Hey everyone, I’ve been coding with GPT-4o for a while and never faced this issue but Gemini-1.5-Pro and Gemini-1.5-Flash have a pervasive problem of not escaping double quotations inside JSON string structures. If you’ve been trying to create a properly structured JSON string object with Gemini, then you MUST’ve faced this issue often where you can’t parse the JSON response because of this. Whether you ask for a responseMimeType: “text/plain” or “application/json”, Gemini will OFTEN add unescaped double quotations in it’s generated response. This breaks your code if you’re trying to parse it into a JSON object. Here’s an example of what happens:
{"type": "it is a "pizza""}
→ “pizza” should’ve been escaped like \“pizza\”.
So I created a simple NodeJS function that helps clean up the JSON strings by escaping values inside of it.
Here’s the code for anybody else who faced this issue:
function escapeJsonString(jsonString) {
// Helper function to escape unescaped double quotes in a string
function escapeUnescapedQuotes(str) {
return str.replace(/(?<!\\)"/g, '\\"');
}
// Helper function to process JSON-like strings
function processJsonString(str) {
const regex = /("(?:[^"\\]|\\.)*?"|"(?:[^"\\]|\\.)*?")/g;
return str.replace(regex, (match, p1) => {
if (p1) {
const content = p1.slice(1, -1); // Remove the enclosing double quotes
const escapedContent = escapeUnescapedQuotes(content); // Escape inner quotes
return `"${escapedContent}"`;
}
return match;
});
}
// Process the input JSON string to escape unescaped quotes in string values
const escapedJsonString = processJsonString(jsonString);
// Parse the escaped JSON string to ensure it's valid JSON
let jsonObj;
try {
jsonObj = JSON.parse(escapedJsonString);
} catch (e) {
throw new Error('Invalid JSON string after escaping');
}
// Convert the JSON object back to a string
return JSON.stringify(jsonObj, null, 4);
}
Hope this helps. Also hoping that Google Gemini team looks into this issue such that future devs don’t face it.
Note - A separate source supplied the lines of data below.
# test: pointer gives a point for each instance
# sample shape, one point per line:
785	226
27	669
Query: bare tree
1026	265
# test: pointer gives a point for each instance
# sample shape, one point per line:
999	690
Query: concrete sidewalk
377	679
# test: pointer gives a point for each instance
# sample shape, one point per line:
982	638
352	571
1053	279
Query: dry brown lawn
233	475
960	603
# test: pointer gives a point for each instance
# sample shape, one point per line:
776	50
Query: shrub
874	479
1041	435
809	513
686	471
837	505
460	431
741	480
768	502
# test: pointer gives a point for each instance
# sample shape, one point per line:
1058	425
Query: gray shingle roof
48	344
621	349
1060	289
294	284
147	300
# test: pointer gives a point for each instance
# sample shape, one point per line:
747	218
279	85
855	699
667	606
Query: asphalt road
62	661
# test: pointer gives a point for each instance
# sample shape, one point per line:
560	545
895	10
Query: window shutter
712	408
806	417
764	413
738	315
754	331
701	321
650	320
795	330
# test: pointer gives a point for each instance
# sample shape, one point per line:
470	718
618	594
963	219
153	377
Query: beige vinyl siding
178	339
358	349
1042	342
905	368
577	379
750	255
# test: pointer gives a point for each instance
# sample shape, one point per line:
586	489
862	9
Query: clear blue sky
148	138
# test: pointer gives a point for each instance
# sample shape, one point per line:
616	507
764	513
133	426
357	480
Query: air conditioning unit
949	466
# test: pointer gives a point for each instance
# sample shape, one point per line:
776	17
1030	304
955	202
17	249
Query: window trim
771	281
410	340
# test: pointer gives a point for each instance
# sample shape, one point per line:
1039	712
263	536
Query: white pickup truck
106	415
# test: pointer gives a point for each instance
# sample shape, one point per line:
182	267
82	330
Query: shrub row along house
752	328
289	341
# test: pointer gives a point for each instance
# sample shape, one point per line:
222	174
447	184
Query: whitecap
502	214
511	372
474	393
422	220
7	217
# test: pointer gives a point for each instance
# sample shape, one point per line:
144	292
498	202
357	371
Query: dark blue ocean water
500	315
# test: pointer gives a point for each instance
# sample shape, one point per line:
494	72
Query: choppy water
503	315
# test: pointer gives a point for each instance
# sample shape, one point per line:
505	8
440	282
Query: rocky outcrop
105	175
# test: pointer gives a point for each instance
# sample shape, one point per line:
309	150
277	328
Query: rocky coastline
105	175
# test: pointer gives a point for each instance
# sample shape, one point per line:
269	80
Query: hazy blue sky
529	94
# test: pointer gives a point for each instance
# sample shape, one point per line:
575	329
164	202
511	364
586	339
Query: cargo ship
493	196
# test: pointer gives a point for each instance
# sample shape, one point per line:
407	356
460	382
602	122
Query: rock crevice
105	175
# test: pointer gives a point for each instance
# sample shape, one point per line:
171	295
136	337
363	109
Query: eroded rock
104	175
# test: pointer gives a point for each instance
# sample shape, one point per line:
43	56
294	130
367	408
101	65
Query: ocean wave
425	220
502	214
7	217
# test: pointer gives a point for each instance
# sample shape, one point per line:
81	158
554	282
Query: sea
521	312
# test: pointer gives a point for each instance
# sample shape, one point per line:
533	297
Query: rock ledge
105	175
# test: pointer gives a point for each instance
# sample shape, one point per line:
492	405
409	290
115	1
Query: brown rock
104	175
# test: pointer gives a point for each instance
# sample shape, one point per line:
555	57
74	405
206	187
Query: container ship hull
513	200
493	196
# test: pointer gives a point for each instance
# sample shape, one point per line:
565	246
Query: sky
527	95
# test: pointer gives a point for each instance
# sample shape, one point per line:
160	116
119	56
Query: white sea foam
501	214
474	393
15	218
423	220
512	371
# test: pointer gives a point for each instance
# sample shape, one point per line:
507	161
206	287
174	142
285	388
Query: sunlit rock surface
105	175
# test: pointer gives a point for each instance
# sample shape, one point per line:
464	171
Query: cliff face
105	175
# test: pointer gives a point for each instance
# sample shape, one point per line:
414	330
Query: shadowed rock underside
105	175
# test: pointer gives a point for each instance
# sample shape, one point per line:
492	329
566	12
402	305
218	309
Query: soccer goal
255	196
P.S. GPT-4o JSON responses have a slightly similar issue of adding spaces inside of JSON key-value pair’s keys instead. For example {"type ": "pizza"}
→ "type " should be “type”. I am also running a cleanup function for Gemini responses just in case to address that issue as well. Here’s the code for that issue:
const trimJSKeys = (obj) => {
// Helper function to handle the replacement of keys
const handleKeyReplacement = (parent, key) => {
const cleanKey = key.trim();
if (cleanKey !== key) {
parent[cleanKey] = parent[key];
delete parent[key];
}
trimJSKeys(parent[cleanKey]); // Recursively clean new object key if needed
};
// Check if it's an array and recursively call for each element
if (Array.isArray(obj)) {
obj.forEach(element => trimJSKeys(element));
}
// Otherwise, process each key in the object
else if (obj !== null && typeof obj === 'object') {
Object.keys(obj).forEach(key => {
handleKeyReplacement(obj, key);
});
}
};
LLMs are great for generating unordered text but formatted text like JSON does have certain issues that the model creators could fix ASAP.